Immunology research update from www.immunopaedia.org.za
Endoperoxide artemisinin and its several derivates are significant role players in the treatment of malaria and are recommended as first-line drugs for artemisinin-based combination therapies by the World Health Organization. Delayed parasite clearance was found to be associated with reduced drug susceptibility of the ring stage as well as mutations in PFKELCH13, which encodes a kelch domain-containing protein on chromosome 13. PfKelch13 belongs to the top 5% of most conserved proteins in Plasmodium and comprises an N-terminal apicomplexan-specific region followed by a CCC domain, a BTB domain, and a six bladed kelch β-propeller domain. It has now become evident that mutations in PfKelch13 mutations remain a significant problem in our battle to eliminate malaria, an infectious disease that poses a significant problem to global health systems, especially in the developing world.

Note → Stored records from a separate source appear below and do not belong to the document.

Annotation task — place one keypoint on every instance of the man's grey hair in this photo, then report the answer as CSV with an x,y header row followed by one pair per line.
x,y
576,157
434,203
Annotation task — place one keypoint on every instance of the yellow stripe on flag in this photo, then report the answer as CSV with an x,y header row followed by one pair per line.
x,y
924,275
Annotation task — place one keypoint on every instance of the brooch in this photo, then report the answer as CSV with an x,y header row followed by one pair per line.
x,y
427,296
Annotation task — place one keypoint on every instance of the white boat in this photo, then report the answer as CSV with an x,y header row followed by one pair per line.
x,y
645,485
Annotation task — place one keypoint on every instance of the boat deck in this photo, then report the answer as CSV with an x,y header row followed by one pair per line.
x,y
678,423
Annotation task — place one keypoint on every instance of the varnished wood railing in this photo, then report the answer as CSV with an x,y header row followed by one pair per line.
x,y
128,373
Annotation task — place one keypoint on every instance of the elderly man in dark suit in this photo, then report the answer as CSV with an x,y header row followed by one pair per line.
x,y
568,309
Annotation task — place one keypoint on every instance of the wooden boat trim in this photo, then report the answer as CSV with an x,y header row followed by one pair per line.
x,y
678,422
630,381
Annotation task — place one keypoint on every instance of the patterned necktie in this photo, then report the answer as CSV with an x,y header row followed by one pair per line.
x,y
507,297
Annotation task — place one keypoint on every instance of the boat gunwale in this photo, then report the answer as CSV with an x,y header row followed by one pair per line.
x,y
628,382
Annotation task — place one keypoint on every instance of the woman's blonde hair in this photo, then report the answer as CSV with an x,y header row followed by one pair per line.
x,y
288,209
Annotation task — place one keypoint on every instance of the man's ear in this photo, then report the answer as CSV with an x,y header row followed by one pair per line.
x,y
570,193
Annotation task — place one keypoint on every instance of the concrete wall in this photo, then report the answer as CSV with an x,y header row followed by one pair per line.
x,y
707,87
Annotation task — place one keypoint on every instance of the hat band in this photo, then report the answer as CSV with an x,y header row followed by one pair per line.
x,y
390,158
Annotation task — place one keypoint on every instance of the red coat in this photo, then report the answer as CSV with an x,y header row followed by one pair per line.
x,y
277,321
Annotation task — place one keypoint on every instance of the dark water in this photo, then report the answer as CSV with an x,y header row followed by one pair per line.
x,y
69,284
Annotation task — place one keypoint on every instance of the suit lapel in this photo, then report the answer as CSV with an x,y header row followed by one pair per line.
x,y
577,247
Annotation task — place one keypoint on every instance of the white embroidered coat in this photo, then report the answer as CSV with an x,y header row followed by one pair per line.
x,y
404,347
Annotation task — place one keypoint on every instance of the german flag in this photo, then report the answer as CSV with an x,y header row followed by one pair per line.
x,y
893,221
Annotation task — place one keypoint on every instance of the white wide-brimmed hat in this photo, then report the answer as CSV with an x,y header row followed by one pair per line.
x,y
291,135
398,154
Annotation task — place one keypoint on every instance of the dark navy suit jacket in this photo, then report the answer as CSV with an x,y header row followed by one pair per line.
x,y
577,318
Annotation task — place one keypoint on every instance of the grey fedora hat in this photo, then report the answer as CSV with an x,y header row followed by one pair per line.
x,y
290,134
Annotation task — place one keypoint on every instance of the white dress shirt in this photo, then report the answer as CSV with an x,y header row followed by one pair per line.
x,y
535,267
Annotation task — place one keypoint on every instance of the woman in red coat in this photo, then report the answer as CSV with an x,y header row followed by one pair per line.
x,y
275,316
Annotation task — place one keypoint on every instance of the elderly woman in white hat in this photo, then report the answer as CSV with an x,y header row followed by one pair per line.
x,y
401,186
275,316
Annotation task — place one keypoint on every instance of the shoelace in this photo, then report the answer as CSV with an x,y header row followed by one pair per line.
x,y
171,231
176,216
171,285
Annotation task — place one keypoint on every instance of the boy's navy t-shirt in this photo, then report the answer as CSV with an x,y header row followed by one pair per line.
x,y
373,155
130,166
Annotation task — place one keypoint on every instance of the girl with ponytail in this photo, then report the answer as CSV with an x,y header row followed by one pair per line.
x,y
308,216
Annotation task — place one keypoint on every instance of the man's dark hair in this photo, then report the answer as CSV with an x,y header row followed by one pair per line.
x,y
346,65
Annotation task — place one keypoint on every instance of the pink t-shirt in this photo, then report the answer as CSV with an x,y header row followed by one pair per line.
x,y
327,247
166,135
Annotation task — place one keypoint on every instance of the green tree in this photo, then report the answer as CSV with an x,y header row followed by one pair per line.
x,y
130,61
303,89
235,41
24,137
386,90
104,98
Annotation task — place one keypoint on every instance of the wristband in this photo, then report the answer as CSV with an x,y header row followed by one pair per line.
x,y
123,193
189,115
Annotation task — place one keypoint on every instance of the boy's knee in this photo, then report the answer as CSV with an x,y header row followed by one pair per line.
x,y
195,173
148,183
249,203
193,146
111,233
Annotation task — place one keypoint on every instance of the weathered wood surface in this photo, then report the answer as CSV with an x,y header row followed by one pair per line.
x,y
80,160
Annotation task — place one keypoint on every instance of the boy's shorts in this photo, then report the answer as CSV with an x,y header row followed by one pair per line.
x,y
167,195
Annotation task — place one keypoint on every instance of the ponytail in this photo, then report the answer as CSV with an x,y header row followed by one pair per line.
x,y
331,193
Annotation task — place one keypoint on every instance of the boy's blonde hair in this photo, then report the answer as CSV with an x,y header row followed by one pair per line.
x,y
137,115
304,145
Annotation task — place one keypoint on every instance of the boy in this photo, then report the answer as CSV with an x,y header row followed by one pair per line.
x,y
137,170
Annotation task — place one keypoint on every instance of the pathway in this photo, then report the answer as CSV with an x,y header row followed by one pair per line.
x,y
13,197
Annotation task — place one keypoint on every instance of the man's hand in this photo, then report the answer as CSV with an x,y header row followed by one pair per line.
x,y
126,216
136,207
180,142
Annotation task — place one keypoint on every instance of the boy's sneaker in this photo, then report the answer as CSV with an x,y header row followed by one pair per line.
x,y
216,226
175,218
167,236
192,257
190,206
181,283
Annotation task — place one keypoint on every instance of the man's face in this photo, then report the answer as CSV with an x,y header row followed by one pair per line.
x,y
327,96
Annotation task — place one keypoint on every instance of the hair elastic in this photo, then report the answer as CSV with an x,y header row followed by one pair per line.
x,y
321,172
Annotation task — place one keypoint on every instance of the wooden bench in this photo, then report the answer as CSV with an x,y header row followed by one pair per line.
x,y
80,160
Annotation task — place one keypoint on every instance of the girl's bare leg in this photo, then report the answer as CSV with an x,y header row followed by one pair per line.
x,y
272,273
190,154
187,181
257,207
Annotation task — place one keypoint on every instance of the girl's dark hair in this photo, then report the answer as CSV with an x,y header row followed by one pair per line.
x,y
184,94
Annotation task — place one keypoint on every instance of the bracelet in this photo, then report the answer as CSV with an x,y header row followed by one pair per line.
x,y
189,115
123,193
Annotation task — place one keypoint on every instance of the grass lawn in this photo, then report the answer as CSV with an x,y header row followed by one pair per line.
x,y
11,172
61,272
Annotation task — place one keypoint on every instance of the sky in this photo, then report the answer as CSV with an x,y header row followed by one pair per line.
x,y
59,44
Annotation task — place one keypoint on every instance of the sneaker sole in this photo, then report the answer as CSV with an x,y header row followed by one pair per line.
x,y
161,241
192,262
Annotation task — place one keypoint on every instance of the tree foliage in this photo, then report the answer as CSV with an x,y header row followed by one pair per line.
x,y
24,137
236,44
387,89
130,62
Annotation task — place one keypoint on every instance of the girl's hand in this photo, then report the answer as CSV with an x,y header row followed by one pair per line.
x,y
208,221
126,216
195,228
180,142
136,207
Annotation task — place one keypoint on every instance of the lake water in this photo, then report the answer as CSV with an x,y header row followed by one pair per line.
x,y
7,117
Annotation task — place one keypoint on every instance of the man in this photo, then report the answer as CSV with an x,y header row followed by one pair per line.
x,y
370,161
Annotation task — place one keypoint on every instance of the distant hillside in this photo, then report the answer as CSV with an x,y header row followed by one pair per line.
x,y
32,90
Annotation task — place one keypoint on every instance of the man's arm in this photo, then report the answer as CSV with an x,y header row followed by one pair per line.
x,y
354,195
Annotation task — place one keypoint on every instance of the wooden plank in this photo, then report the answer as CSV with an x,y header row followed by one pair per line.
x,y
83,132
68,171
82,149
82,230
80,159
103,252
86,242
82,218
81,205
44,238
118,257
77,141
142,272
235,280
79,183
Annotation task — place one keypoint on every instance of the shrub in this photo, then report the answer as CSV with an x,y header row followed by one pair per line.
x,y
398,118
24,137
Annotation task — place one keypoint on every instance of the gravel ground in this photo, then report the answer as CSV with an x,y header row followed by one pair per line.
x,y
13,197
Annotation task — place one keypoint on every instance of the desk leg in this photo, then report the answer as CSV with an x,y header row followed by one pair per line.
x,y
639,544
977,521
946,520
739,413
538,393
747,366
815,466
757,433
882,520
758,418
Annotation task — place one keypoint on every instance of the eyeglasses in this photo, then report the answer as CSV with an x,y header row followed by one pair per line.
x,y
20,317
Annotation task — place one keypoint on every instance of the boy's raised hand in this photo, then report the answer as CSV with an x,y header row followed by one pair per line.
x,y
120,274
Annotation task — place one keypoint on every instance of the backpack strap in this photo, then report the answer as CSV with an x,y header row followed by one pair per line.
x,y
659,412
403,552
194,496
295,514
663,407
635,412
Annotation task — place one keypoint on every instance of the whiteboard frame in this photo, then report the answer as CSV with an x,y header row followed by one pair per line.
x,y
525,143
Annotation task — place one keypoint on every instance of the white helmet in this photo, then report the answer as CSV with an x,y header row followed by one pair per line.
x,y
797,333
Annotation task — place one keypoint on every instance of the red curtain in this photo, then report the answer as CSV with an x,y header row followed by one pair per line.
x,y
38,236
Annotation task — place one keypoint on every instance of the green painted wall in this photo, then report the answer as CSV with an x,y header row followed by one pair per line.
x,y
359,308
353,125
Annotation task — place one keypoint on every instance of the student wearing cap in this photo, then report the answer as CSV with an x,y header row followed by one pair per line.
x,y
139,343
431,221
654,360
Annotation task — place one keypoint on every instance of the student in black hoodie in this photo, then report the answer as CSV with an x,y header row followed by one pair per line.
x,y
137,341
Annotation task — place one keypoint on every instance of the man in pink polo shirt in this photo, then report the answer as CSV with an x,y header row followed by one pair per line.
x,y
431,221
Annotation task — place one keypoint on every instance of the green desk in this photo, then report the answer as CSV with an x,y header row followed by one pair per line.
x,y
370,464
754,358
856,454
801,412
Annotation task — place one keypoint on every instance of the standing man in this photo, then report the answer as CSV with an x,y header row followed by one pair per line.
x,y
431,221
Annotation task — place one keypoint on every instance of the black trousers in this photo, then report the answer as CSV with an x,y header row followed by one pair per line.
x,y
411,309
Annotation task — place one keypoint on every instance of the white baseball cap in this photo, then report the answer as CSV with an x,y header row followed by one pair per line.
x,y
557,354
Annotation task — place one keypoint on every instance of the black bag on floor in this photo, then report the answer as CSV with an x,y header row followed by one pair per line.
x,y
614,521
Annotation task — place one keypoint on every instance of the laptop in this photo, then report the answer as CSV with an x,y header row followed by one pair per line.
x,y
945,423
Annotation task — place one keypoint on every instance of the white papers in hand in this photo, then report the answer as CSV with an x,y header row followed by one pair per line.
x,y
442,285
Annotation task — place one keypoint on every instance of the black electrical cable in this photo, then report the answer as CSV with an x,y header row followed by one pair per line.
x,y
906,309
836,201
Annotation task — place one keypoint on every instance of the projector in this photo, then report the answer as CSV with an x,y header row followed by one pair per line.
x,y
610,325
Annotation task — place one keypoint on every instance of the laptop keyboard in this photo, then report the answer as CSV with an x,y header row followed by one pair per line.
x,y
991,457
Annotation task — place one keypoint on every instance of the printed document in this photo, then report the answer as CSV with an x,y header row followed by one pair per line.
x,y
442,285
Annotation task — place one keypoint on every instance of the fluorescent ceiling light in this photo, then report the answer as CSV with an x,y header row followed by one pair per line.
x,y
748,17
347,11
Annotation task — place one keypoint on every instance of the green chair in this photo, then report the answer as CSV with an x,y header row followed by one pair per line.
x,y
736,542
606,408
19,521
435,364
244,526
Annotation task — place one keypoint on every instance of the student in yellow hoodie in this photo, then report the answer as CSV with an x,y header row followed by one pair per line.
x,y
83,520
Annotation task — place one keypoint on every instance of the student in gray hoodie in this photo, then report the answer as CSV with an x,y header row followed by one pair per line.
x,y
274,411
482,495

In a recent study, Schumann, et al., made use of selection-linked integration (SLI) in combination with glmS ribozyme-tagging and established a purification protocol for recombinant PfKelch13 to study the relevance of the abundance, conformational stability, and redox state of PfKelch13 for the artemisinin susceptibility in P. falciparum.
In short, the researchers reported the down-regulation of PfKelch13 which results in ring-stage survival rates of up to 40% and that common field mutations have a destabilizing effect on the folding properties of PfKelch13. In addition, they reported that PfKelch13 exists in at least two different forms and established a protocol for the production of recombinant PfKelch13.
In their own words:
“In summary, in contrast to residues C469, C532, and C580, the surface-exposed thiol group of residue C473 appears to be essential. However, not the redox properties but impaired folding of PfKelch13, resulting in a decreased PfKelch13 abundance, alters the artemisinin susceptibility and is the central parameter for mutant selection.”
Journal article: Schumann, et al., 2021. Protein abundance and folding rather than the redox state of Kelch13 determine the artemisinin susceptibility of Plasmodium falciparum. Redox Biology.